Vasculogenic mimicry and vascular co-option are two mechanisms of both intrinsic and acquired resistance.  Vasculogenic mimicry is associated with poor prognosis, reduced survival, and high risk of cancer recurrence [85]. Moreover, vasculogenic mimicry is resistant to endostatin and angiogenesis inhibitors such as TNP-470 in melanoma [86]. Post mortem histological examination of   glioma bioptic specimens of patients died after receiving treatment with Cediranib, an inhibitor of VEGFR-2 tyrosine kinases [87], or bevacizumab [88] have shown that the glioma cells were growing around pre-existing vessels in a non-angiogenic fashion. Therapeutic strategies targeting vascular co-option might be useful to reduce resistant tumor cells.

Now is the time to transfer this knowledge from bedside to bench and then back to the bedside again. We need to understand: (a) whether non-angiogenic growth explains the limited therapeutic efficacy of anti-angiogenic therapy in patients, and (b) we need to unravel the cellular and molecular mechanisms of non-angiogenic tumors and how vessels are co-opted in cancer.
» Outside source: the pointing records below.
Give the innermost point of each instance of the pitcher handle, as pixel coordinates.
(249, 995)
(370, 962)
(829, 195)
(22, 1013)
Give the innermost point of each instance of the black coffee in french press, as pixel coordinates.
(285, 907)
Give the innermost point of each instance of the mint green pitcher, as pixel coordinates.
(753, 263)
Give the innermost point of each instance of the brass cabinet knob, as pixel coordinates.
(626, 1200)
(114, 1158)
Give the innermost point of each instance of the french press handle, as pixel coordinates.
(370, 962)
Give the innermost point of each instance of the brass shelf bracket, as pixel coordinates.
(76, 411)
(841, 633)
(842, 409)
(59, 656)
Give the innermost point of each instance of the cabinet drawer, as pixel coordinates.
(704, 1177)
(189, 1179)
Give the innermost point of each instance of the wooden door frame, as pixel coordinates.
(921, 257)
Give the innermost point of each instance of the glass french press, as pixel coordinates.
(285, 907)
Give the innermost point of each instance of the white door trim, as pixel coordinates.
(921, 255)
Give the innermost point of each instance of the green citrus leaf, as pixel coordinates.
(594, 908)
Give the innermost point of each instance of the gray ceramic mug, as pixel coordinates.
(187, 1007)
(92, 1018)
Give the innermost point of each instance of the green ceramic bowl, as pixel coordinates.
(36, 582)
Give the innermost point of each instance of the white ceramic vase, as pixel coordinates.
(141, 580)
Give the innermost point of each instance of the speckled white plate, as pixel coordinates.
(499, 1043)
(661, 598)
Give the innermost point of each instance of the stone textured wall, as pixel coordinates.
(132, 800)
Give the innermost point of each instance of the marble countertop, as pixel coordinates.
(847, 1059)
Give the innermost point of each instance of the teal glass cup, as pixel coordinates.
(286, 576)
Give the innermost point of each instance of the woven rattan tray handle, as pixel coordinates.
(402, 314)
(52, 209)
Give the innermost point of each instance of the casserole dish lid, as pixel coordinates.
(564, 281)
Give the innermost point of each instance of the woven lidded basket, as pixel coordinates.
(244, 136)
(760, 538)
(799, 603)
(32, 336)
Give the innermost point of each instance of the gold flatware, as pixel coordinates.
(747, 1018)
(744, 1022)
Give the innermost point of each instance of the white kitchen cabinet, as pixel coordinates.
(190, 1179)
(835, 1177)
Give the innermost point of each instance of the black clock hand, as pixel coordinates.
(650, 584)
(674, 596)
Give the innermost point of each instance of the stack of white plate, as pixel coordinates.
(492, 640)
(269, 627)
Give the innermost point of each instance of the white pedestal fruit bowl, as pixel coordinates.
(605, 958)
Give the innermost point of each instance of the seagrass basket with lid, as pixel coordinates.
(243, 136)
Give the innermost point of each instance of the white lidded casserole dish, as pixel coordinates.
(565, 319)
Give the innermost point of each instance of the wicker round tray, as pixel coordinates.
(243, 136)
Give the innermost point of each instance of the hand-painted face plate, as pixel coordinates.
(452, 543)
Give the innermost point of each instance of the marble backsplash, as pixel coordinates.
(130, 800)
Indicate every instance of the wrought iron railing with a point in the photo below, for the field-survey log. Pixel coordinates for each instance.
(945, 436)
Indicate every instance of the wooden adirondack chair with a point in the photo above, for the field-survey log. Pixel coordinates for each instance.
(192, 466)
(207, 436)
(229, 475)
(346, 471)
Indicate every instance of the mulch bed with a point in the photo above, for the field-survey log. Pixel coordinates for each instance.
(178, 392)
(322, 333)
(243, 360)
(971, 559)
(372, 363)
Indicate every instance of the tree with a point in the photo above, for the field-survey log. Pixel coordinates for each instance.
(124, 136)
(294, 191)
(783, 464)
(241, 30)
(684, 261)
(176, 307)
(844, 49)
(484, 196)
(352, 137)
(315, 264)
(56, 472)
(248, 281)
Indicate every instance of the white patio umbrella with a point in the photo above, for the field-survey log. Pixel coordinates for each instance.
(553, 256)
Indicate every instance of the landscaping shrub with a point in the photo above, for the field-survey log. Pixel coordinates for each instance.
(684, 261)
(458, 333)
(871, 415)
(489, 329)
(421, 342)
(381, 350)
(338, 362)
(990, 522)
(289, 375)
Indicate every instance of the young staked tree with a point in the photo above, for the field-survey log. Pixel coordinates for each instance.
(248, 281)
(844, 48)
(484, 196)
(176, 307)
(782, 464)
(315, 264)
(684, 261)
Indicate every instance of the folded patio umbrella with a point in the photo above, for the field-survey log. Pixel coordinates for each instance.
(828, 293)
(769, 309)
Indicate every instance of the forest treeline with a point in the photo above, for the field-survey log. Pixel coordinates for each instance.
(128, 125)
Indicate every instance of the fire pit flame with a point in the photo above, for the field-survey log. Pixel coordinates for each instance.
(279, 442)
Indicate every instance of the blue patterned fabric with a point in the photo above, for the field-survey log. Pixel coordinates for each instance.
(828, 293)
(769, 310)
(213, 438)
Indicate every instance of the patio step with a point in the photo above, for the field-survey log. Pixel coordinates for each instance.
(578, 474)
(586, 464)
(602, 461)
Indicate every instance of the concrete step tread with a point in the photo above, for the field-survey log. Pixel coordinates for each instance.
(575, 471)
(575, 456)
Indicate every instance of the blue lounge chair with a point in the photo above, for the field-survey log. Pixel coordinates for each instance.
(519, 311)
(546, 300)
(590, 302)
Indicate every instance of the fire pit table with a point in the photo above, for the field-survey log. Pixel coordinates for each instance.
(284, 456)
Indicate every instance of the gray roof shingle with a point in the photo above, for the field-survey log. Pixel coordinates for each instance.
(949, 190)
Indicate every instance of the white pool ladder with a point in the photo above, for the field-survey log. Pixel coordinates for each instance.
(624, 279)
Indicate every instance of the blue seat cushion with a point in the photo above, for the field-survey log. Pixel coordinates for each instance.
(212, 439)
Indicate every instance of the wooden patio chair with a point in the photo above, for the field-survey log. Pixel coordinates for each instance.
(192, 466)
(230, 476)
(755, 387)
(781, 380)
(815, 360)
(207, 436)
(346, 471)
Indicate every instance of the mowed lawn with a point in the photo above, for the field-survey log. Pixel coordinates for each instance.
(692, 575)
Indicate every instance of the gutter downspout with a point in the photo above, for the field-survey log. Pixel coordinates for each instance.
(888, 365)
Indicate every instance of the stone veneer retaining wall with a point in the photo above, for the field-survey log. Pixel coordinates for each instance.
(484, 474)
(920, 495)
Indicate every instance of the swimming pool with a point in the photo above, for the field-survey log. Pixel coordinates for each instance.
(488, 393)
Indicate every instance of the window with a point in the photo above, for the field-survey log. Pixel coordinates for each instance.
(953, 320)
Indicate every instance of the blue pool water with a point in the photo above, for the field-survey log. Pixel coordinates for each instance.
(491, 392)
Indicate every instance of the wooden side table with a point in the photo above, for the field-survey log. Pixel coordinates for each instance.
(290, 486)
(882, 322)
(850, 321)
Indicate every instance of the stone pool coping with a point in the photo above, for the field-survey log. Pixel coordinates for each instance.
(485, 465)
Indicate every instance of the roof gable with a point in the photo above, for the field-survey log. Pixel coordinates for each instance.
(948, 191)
Based on these insights, it may even be possible to expose new and much-needed therapeutic targets for the treatment of cancer. In this context, a new potential therapeutic approach might be represented by the combination of anti-angiogenic compounds with blockage of vascular co-option, for example, the use of bevacizumab with the antibody OS2966 against β1integrin, one of the keys molecules in co-option [89].”

Round 2

Reviewer 3 Report

Authors have improved the minireview.